Does that mean it was unintentional? Not necessarily but it certainly is plausible that it was unintentional.

Okay, so if it wasn't intentional how else could old videos still be in the system. Videos is not a new feature and the videos date back as far as 2008.

Facebook may be a bad player, but they have tons of talent working for them. Are you seriously suggesting that they stored a decade worth of videos that never saw a single view/download and nobody there realized it?

  • I'm not on Facebook's side here but if you have to consider deletes in a large storage system then you have to consider fragmentation. I implemented a storage system similar to Facebook's Haystack (which they use for photos and videos) and did exactly the same - mark the replaced or deleted object as such and ignore it until a separate process compacts the stack.

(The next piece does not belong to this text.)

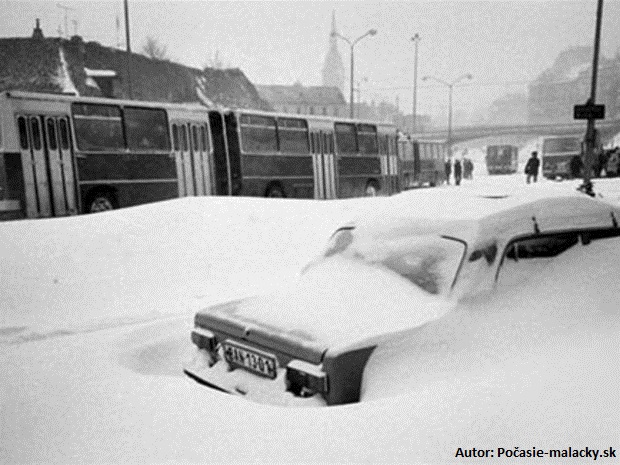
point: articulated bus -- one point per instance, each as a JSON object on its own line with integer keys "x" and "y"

    Compaction means copying huge quantities of data around and re-indexing everything in a particular stack, while at the same time maintaining good read performance. It's an expensive operation and not worth it unless you desperately need to reclaim space.

    The alternative is to overwrite deleted content, but that carries a performance cost because new files may need breaking up to fit into smaller gaps left by deleted files, leading to IO devices spending more time seeking per-object. Defragmenting such a scheme is even more expensive than compacting a haystack-style scheme.

    So yes - the system may not actually destroy the bytes on disk by design. However, it should not report those objects as still being available to layers above it since doing so may lead to inconsistency. This leads me to believe that nothing was actually even marked as deleted, it was simply never "published".